Keywords : Age-related


Age-related anesthetic effect of ketamine in the chickens

Yaareb J. Mousa; Muna H. Alzubaidy; Sawsan M. Amin

Iraqi Journal of Veterinary Sciences, 2021, Volume 35, Issue 3, Pages 501-506
DOI: 10.33899/ijvs.2020.127100.1458

Little works of literature studied the anesthetic effect of ketamine in different ages of broiler chickens, hence this study intended to examine these alterations in chickens at different ages.
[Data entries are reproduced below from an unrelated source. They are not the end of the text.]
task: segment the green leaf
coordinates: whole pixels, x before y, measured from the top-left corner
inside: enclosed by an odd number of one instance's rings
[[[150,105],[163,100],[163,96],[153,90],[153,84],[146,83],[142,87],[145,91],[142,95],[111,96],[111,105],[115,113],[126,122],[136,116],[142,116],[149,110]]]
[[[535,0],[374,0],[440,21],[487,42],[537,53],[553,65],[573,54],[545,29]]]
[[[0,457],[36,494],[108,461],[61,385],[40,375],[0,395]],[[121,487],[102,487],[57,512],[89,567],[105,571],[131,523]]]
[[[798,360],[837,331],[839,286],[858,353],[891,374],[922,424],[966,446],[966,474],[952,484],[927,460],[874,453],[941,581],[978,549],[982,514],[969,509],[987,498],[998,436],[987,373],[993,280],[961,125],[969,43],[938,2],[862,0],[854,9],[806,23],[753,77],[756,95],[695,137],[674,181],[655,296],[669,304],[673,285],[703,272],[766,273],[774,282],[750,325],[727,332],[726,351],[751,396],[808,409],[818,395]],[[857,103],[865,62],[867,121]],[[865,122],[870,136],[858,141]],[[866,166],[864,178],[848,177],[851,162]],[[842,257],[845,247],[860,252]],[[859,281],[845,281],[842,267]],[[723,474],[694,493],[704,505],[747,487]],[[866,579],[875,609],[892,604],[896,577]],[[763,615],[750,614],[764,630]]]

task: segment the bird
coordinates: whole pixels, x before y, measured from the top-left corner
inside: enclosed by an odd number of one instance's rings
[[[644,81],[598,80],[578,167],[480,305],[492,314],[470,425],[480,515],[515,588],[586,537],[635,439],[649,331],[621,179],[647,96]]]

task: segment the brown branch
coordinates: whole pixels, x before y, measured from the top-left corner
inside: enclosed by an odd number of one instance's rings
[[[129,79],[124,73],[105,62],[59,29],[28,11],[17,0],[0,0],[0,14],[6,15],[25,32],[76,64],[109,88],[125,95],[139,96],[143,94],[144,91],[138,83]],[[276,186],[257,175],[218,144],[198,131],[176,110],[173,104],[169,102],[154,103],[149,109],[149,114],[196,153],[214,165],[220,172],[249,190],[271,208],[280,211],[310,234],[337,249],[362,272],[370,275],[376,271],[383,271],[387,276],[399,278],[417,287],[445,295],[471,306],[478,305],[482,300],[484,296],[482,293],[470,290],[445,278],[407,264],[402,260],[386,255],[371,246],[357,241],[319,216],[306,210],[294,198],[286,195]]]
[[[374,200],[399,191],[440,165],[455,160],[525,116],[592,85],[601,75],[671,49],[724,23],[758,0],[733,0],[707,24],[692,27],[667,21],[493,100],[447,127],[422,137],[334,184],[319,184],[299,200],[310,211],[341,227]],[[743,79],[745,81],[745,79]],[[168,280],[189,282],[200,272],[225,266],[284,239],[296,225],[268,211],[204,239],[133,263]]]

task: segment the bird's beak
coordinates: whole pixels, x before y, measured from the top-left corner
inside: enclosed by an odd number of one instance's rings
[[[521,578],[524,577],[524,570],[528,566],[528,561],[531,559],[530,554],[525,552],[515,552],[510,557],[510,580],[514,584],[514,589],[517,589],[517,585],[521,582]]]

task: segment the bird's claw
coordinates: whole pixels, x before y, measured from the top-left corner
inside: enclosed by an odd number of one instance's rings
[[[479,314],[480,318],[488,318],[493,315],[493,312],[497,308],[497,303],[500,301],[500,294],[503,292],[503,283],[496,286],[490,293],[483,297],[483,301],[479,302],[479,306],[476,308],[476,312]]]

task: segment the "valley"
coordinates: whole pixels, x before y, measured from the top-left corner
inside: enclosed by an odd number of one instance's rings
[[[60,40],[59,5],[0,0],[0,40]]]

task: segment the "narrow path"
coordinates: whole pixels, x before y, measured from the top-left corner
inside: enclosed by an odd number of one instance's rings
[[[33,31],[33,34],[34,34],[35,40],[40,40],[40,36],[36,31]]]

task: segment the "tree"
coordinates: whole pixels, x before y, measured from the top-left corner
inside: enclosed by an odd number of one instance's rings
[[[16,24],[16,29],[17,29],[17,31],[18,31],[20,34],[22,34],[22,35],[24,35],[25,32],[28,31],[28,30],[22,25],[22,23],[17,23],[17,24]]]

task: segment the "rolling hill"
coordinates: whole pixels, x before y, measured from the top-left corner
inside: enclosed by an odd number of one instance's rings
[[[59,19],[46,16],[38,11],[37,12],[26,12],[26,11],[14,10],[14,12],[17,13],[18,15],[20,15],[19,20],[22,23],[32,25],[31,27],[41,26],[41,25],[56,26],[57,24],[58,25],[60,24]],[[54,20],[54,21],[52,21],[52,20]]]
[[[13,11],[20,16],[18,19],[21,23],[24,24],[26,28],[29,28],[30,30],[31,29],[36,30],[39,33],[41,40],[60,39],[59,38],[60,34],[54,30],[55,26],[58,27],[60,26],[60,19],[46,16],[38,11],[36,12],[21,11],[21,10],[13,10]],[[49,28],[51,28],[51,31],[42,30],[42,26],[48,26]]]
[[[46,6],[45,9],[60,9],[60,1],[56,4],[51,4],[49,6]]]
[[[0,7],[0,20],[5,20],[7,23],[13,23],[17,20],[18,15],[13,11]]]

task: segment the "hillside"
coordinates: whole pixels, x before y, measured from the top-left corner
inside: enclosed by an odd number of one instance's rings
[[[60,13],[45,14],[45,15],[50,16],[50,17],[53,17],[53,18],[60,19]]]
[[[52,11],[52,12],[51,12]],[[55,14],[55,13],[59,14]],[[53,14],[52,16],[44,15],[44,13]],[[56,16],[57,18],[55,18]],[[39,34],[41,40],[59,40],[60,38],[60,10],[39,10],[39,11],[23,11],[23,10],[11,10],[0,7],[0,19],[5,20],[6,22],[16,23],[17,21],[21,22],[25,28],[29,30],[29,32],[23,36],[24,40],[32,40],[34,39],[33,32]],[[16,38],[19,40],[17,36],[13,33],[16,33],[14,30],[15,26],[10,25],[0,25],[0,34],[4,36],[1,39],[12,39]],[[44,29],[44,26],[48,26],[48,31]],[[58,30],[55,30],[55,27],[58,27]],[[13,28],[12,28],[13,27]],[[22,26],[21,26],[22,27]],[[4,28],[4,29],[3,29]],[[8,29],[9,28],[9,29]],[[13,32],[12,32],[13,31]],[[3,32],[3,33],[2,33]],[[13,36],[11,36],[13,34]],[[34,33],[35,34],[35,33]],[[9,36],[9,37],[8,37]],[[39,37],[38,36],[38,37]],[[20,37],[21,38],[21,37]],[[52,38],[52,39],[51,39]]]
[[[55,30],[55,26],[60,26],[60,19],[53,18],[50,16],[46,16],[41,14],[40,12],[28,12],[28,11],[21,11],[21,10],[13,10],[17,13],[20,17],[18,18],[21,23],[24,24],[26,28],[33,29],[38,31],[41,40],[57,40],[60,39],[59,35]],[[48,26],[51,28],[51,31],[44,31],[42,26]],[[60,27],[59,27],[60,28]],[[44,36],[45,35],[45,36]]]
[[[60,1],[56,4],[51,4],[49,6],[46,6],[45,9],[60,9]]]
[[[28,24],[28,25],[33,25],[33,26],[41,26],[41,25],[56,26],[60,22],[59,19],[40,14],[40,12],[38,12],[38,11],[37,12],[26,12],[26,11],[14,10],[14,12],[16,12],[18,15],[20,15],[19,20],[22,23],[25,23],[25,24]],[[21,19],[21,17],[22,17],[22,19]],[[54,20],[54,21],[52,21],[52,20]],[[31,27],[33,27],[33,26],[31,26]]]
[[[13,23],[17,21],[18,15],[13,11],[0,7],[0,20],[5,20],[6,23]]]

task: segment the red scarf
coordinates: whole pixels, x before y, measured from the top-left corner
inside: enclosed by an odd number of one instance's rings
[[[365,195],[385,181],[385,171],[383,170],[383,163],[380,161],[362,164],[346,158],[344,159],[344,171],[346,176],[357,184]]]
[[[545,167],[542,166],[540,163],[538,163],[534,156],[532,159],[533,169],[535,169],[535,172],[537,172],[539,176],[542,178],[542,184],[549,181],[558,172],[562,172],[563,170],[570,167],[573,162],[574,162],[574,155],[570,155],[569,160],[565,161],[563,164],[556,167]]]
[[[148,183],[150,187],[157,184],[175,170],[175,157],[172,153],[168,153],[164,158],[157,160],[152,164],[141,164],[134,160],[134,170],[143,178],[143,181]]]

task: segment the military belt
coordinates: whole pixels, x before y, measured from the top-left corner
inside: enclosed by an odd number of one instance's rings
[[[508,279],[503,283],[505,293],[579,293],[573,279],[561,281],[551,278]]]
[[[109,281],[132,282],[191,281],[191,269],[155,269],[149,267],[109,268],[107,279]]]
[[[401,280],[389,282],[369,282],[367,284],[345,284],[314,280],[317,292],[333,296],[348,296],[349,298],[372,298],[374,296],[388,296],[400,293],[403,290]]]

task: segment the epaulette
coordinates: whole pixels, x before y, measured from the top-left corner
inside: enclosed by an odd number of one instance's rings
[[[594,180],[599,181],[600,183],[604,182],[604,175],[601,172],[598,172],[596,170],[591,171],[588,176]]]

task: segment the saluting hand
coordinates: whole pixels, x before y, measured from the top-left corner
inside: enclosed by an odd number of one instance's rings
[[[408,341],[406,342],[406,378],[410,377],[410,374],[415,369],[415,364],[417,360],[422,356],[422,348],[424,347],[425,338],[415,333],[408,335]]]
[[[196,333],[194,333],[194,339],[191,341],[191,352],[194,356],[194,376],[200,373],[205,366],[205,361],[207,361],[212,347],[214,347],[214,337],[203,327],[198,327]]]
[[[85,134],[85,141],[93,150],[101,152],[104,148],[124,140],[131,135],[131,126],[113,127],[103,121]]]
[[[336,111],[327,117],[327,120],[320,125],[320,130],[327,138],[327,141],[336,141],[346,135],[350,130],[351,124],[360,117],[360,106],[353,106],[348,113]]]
The doses of ketamine that causes hypnosis in 50% of the chickens (hypnotic ED50) were 7.90, 7.90 and 6.80 mg/kg, intramuscular (IM) at 10, 20 and 40-day-old chickens, respectively, whereas the doses that resulted in analgesia in 50% of the chickens (analgesic ED50) were 12.92, 12.92 and 6.50 mg/kg, IM. The onset, duration and recovery from ketamine hypnosis were in an age-dependent manner and significantly longer at 40-day-old, although the depth and sensitivity of chickens to ketamine hypnosis rises as the age advancing forward. Ketamine analgesia is more effective at 40-day-old. There are neurobehavioral deficits, according to the age of chickens when injecting ketamine in a subtle dose of 1 mg/kg, IM. The concentrations related to alanine transaminase (ALT) and aspartate transaminase (AST), tested in the serum, reveal that the 40-day-old chicken group differs significantly from 10 and 20-day-old chicken’s groups which all treated with single ketamine dose (25 mg/kg, IM). In conclusion, the present work discovered that ketamine’s efficacy, including hypnosis, analgesia and neurobehavioral activity will be increased as the age is progressing, suggesting that the veterinarians need to take it into account when preparing the dose regimen of ketamine anesthesia for different ages of animals.